Table III shows our simulation grasping result for different point cloud inputs with GSNet trained with corresponding data. GSNet(RealRaw) with simulated raw depth map which contain incorrect depth or missing on transparent objects, leading the low performance. Although SwinDR improves the depth to some extent, it still suffers from over-smoothing, resulting in a degradation of grasping performance. For GSNet(SynVisible), input with our predicted visible point cloud achieves similar performance with Oracle(SynVisible), thanks to the original RGB and IR images, learning based stereo matching method and diverse dataset. But we also observe that certain metrics even outperformed the Oracle(SynVisible), which could be caused by the bleeding artifacts near object boundaries, resulting the grasping network to favor grasping pose from the front of objects. For GSNet(SynComplete), utilizing our two-layer complete point cloud has the best performance overall. We observe that it outperformed the Oracle(SynVisible). This further shows the potential for improved grasping accuracy with a complete scene representation. However, there is still a noticeable gap compared to the Oracle(SynComplete).

Table III. Grasp success rate(%) of cluster removal in simulation

3.3 Real Robot Experiments

To evaluate the performance of our method in real world, we conduct grasping experiments as well. Table V shows our realworld grasping evaluation results on the robot, where our method with complete point cloud achieves the highest success rate and declutter rate all test scenes. Compared with original GSNet, our ASGrasp significantly increases the success rate and declutter rate by 55.8% and 67.5% in average. In addition, both visible point cloud and complete point cloud as input can achieve 100% declutter rate.

Table V. Grasp success rate(%)/declutter rate(%) of clutter removal in the real world

4 Conclusion

In this work, we propose an active stereo camera based 6-DoF grasping method, ASGrasp, for transparent and specular objects. We present a two-layer learning based stereo network which reconstructs visible and invisible parts of 3D objects.

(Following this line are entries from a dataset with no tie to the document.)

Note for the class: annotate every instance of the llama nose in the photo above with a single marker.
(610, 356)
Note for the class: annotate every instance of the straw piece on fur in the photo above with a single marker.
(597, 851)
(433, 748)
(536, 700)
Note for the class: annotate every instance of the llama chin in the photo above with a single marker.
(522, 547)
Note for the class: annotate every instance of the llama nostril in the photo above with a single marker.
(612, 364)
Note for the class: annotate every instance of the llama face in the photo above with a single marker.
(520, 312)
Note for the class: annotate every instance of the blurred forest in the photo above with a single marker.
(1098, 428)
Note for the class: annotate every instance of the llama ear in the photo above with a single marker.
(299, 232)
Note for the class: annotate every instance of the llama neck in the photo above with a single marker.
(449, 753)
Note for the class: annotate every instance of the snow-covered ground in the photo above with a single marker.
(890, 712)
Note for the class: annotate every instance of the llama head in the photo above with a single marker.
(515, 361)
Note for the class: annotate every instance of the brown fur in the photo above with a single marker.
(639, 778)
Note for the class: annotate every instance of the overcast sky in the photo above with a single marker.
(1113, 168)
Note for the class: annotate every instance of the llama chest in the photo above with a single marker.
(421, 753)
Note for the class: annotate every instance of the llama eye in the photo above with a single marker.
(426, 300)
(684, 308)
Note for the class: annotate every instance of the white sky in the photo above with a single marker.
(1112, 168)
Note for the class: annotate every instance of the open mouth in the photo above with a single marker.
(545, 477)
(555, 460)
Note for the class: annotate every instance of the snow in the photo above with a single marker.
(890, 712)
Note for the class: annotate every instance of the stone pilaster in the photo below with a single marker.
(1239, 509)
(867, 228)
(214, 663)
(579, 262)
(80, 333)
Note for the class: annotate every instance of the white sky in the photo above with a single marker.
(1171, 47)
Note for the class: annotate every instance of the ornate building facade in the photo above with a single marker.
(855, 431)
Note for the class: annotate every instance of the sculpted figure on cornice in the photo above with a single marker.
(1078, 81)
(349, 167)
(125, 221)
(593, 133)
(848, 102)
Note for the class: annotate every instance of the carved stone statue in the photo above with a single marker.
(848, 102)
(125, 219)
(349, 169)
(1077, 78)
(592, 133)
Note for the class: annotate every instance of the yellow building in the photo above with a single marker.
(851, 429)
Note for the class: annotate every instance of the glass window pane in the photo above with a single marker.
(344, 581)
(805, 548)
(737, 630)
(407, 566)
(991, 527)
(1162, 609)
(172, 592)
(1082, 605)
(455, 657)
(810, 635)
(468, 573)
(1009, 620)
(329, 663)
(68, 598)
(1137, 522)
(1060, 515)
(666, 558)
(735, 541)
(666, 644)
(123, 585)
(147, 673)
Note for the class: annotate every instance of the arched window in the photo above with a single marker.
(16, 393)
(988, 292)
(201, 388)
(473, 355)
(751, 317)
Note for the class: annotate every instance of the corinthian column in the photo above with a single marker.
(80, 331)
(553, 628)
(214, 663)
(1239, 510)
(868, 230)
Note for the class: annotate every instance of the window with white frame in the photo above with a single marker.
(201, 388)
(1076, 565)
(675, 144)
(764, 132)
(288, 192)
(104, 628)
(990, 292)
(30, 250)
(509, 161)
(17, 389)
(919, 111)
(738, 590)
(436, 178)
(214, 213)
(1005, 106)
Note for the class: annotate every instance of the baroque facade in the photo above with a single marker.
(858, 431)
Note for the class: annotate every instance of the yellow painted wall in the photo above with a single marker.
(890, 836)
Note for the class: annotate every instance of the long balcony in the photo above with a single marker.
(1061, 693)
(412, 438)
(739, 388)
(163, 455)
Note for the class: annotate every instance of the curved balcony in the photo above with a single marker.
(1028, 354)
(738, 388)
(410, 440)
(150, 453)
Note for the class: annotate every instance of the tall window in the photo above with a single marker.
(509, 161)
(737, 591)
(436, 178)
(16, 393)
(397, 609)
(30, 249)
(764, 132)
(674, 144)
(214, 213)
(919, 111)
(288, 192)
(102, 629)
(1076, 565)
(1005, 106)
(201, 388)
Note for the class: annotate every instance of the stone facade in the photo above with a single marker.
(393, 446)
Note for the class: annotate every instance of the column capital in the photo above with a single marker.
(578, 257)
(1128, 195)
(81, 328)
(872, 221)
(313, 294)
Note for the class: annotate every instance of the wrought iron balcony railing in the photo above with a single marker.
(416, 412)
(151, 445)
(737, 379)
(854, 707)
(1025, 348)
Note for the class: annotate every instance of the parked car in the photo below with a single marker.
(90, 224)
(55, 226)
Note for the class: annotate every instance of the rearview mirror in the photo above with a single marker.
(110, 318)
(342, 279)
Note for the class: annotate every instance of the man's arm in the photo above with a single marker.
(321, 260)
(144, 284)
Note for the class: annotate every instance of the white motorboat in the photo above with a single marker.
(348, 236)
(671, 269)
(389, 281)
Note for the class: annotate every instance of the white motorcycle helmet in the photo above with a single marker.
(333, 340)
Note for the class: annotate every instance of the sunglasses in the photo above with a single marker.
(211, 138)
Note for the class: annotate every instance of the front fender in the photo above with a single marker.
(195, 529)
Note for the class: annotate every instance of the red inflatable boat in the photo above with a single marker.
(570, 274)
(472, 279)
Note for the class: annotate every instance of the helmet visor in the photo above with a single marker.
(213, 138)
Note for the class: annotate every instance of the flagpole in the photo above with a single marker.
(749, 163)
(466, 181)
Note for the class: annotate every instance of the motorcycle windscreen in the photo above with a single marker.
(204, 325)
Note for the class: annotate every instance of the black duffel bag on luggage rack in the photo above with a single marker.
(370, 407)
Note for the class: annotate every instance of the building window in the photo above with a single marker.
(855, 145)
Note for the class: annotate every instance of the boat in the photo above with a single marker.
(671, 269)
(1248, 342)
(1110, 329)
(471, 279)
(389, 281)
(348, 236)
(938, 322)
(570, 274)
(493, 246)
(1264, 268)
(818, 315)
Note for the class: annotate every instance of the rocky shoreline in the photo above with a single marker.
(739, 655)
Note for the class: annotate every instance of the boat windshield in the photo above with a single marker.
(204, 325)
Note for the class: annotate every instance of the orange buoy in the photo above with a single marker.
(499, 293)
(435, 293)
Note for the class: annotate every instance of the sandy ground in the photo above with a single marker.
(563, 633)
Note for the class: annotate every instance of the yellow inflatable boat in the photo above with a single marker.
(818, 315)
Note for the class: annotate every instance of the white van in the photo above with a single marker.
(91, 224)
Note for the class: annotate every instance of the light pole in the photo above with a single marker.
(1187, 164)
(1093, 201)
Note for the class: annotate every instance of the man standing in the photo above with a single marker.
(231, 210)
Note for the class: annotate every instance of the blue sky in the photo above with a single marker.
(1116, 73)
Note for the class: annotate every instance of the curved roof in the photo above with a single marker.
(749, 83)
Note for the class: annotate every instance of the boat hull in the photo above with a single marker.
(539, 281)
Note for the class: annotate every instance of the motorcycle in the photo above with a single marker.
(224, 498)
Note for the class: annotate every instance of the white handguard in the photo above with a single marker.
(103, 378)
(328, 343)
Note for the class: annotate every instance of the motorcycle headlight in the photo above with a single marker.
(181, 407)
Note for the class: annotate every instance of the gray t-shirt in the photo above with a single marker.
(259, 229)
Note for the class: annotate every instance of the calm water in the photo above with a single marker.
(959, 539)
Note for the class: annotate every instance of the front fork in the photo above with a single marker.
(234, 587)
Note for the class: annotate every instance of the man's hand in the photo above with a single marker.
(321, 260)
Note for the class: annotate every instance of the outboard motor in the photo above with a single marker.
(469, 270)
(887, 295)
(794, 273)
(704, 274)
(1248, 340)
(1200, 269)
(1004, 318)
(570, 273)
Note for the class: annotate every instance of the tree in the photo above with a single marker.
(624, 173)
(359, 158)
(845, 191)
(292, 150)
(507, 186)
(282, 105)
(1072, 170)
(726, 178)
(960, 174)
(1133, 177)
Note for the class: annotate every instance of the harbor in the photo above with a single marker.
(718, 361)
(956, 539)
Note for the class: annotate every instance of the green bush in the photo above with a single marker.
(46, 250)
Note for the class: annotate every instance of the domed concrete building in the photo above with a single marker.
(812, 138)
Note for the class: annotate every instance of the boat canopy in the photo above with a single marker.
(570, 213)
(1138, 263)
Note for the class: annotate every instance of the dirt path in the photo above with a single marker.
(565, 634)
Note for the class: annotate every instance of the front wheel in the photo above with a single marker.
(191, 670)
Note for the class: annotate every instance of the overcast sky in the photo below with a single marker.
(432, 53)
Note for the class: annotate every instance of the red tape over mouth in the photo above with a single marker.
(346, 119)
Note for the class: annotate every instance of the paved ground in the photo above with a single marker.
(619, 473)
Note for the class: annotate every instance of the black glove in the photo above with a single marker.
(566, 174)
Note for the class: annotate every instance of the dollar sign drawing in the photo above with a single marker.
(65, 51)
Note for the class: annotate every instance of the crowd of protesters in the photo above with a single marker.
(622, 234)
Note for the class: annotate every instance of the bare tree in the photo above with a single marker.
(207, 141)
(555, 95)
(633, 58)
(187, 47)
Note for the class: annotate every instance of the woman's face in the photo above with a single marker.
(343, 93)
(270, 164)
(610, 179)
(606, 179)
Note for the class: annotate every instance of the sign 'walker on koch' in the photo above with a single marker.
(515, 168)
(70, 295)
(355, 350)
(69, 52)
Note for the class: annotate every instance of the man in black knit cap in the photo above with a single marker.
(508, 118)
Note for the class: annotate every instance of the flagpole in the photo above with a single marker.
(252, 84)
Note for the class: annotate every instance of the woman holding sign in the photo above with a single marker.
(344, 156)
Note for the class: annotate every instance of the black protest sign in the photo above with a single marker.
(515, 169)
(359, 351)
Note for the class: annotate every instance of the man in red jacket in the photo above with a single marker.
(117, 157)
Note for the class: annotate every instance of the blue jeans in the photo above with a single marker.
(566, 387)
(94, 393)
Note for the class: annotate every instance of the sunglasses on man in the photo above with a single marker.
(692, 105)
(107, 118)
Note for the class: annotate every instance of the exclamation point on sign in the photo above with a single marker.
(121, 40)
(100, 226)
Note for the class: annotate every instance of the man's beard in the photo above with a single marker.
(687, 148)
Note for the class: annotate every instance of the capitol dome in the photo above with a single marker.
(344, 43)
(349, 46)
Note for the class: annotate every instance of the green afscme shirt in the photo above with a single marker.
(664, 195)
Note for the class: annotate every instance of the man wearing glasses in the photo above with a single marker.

The following grasping network can leverage rich geometry information to avoid confused grasping. We also propose a large-scale synthetic data to bridge sim-to-real gap. Our method outperforms competing methods on depth metric and clutter removal experiments in both simulator and real world.


[1] H.-S. Fang, C. Wang, M. Gou, and C. Lu, “Graspnet-1billion:A large-scale benchmark for general object grasping,” in Proceedings of the IEEE/CVF conference on computer vision and pattern recognition, pp. 11444–11453, 2020.

[2] Q. Dai, J. Zhang, Q. Li, T. Wu, H. Dong, Z. Liu, P. Tan, and H. Wang, “Domain randomization-enhanced depth simulation and restoration for perceiving and grasping specular and transparent objects,” in European Conference on Computer Vision, pp. 374–391, Springer, 2022.